Granger attended the one-week training session in The Hague, Netherlands in September.
“What a mind-blowing experience that was,” said Granger.
The atmosphere was “so daunting. It makes you feel so small,” she said.
“I thought to myself, wow, maybe I was created for such a time as this. The ultimate trip, even as a police officer, is going to see World Court and what it looks like.”
Now, if the UN is called in, Granger will be asked to deploy to investigate war crimes.
“A lot of evidence that’s used is circumstantial,” she said.
Down the road, if someone is indicted, her notes might become part of the evidence.
“In Ottawa, if a young girl is raped, we’ll stop everything,” to ensure the wrong is made right, said Granger.
But in places such as Sudan’s Darfur, women are raped hundreds of times each day.
“It’s used as a weapon of war,” said Granger.
Women hold the honour of the family in many cultures, she said, and when a female is raped, it’s held against her.
That’s the point.
“You break down the family, you break down the community, you break down the nation,” said Granger.
Global ethics and the obligation to create a better life are paramount to Granger.
In 2006, she was invited by the Pearson Centre to design, develop, and deliver training in peace operations, working with 28 South African police officers, then traveling to other countries.

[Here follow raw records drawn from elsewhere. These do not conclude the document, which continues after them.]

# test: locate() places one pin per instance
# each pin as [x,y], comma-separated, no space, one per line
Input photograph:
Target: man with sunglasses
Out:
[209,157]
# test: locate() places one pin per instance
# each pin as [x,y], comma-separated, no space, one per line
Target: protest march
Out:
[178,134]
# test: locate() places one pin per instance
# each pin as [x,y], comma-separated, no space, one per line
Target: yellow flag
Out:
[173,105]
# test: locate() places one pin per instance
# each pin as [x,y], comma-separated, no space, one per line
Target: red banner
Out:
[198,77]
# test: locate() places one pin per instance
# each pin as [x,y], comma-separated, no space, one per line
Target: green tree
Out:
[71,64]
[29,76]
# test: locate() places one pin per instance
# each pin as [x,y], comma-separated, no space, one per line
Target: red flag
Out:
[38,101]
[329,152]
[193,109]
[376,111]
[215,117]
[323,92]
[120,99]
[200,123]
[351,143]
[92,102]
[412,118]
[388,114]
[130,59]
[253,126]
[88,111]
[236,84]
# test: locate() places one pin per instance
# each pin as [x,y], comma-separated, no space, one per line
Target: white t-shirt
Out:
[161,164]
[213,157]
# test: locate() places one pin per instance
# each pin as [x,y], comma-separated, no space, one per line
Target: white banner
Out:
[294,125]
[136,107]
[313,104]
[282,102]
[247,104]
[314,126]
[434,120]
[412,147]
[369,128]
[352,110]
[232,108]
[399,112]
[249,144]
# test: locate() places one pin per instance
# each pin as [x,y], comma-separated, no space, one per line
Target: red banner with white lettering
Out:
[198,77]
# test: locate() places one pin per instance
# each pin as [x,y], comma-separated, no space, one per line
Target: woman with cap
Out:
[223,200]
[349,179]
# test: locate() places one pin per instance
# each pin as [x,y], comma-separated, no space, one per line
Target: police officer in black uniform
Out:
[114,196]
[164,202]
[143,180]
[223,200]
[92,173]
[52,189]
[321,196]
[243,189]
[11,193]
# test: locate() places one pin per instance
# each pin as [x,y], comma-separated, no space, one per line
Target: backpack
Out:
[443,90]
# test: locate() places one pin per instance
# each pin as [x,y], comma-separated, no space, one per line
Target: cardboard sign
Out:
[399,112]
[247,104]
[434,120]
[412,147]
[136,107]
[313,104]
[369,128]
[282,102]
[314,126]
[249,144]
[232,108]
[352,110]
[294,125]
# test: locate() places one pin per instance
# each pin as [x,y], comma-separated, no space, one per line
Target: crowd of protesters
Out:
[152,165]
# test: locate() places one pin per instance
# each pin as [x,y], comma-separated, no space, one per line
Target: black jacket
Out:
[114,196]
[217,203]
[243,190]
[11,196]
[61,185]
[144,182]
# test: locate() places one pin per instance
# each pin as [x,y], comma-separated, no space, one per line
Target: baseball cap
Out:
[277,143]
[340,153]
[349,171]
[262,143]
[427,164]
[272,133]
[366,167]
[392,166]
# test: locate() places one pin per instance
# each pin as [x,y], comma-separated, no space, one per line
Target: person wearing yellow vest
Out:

“The tools that we provided them really did enhance their capacity, because they really were making a difference,” said Granger.
“It’s amazing what can happen.”
The same can be said for Granger’s journey through segregation and policing in Africa.
At 19-years-old, she applied to become a cop in Rhodesia, now known as Zimbabwe, “for shock value.”
Educated, physically fit, and intelligent, Granger sold herself in an interview.
Stunning even herself, Granger, of mixed race, became the first non-white to join the ranks, spending five years with the British South Africa Police and Zimbabwe Republic Police.
Her peers told her, “we should not be subjected to live with you,” she recalled.
Granger thought it over, then proposed using a specific toilet and shower.
They ended up using her facilities because she was the cleanest in the group.
Soon after, while running 10K, she was forced to coach a colleague.
“I remember thinking, man, you know, this girl doesn’t even like me touching her, you know, I mean, she doesn’t even think I should be working. I thought it was unfair that I’m made now to help her. She doesn’t even look at me like a person,” said Granger.
After reflecting, “it’s not only for us. It’s for women in general,” she decided.
“When we put aside the colour and the way we’d grown up, you know, it was evident that we’re all running the same race, and it’s the human race, ” she said.
Back in Ottawa, Granger’s resolve under adversity translates well, especially when overseeing cases of domestic violence.
“When things are really, really bad, she puts things in perspective,” said Supt. Ty Cameron.
“I find she’s a calming influence on her office,” he continued.
“The investigators there are dealing with very serious matters … she comes in there and sort of pulls them down from the ceiling, from time to time, when need be, but making sure the job gets done.”
It’s a career Granger fell into on an impulse.
“I had actually applied for nursing,” she said.
Granger celebrates her 20th anniversary with OPS next year.